D vs. C#
Roberto Mariottini
rmariottini at mail.com
Tue Oct 23 00:11:04 PDT 2007
Walter Bright wrote:
> Roberto Mariottini wrote:
>> Walter Bright wrote:
>>> Javascript is distributed in source code, and executes on a variety
>>> of machines. A VM is not necessary to achieve portability to machines
>>> unknown. What is necessary is a portable language design.
>>
>> Obviously, this is valid only if you want to distribute the sources,
>> and sometimes you can't (i.e. royalties, sublicensing and the like).
>
> Distributing Java class files is not secure, as good decompilers exist
> for them. Might as well distribute source.
This is something lawyers don't know. I have seen a couple of non-source
Java library licensing.
>> We are still talking only of the implementation, not the language
>> itself. I consider the Javascript environment as a high level VM, and
>> I still think that a compiled Javascript would be unusable.
>
> It's true that Javascript uses a VM, but it doesn't use a standardized
> VM for which one distributes precompiled binaries too. Javascript is
> always compiled/interpreted directly from source code, and source code
> is how its distributed.
That's why I've said "High Level" VM. I see Javascript and Java as two
equivalent VMs (+ standard libraries).
>> Even if technically the big difference between portable and
>> non-portable resides on the language and the standard libraries, I
>> think that not considering the hundreds of working VMs that exist
>> today is narrow-thinking.
>
> Considering that a C compiler exists for a far broader range of devices
> than VMs do, all the motivation that is needed is the language needs to
> be a) popular or b) have huge resources from a company like Sun to
> finance development of all those VMs.
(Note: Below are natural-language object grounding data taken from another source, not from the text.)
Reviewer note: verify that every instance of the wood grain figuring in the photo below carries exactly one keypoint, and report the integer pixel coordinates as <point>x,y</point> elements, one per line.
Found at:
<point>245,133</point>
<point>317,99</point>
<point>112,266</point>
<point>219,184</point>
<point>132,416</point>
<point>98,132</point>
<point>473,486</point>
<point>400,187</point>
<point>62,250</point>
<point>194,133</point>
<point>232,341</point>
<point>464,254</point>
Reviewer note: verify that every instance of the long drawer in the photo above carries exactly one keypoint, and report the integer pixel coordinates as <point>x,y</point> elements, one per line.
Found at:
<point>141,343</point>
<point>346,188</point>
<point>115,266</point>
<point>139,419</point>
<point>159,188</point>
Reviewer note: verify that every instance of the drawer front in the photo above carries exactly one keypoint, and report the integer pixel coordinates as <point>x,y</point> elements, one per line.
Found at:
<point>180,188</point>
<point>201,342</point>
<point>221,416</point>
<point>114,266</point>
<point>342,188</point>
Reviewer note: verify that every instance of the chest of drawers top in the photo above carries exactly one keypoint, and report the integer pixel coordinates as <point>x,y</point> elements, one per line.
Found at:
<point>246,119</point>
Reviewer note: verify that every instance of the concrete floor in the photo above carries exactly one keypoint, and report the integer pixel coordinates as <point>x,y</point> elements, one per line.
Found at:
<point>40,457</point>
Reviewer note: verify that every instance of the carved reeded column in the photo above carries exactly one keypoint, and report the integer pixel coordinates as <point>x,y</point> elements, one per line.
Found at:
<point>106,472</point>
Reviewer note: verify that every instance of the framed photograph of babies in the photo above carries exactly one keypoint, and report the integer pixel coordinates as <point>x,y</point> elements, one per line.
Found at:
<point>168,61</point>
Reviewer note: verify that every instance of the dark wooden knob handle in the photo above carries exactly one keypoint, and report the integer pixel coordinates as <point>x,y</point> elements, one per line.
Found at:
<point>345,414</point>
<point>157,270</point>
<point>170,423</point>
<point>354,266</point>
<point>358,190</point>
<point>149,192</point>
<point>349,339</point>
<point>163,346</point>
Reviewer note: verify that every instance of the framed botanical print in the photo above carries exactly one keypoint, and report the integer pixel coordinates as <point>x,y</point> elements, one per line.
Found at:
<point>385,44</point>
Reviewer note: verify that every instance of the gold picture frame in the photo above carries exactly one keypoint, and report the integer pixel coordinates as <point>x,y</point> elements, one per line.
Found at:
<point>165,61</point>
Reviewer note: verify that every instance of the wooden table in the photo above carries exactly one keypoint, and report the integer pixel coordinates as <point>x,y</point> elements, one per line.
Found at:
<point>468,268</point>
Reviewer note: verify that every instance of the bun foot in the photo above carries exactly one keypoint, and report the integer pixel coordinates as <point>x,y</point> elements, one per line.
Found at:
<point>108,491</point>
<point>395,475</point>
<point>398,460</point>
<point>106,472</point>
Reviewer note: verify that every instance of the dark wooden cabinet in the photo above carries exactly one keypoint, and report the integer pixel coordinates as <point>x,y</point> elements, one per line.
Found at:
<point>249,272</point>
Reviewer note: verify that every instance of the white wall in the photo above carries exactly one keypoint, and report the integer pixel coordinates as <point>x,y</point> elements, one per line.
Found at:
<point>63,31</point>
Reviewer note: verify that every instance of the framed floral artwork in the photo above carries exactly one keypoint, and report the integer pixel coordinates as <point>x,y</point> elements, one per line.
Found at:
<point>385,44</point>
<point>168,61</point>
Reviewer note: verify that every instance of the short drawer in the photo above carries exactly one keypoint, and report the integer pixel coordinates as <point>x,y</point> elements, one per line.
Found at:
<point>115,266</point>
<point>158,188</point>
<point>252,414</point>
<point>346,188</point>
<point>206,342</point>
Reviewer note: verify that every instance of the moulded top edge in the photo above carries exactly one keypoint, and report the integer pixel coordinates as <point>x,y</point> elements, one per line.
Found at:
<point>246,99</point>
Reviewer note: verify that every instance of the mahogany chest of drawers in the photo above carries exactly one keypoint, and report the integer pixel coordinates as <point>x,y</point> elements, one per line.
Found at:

Sun could just as easily have
> provided a generic back end & library.
I've never said that VMs are better than C. I'm saying that VMs are
there today, and they work, today.
They work the "Compile-Once-Run-Everywhere" way.
>> To force developers to distribute their sources excludes a big part of
>> the software world as it is today.
>
> Not the Java world - decompilers are common and effective.
Don't say it to your attorney.
>> Making D compilable for the Java VM today would make it immediately
>> portable to tens of platforms (and hundreds of cell phones models),
>> today.
>
> The Java VM is insufficiently powerful to use as a back end for D. It
> can't even do C.
I thought that the Java VM was Turing-complete :-)
I'm not an expert of compilers and VMs, so I believe you.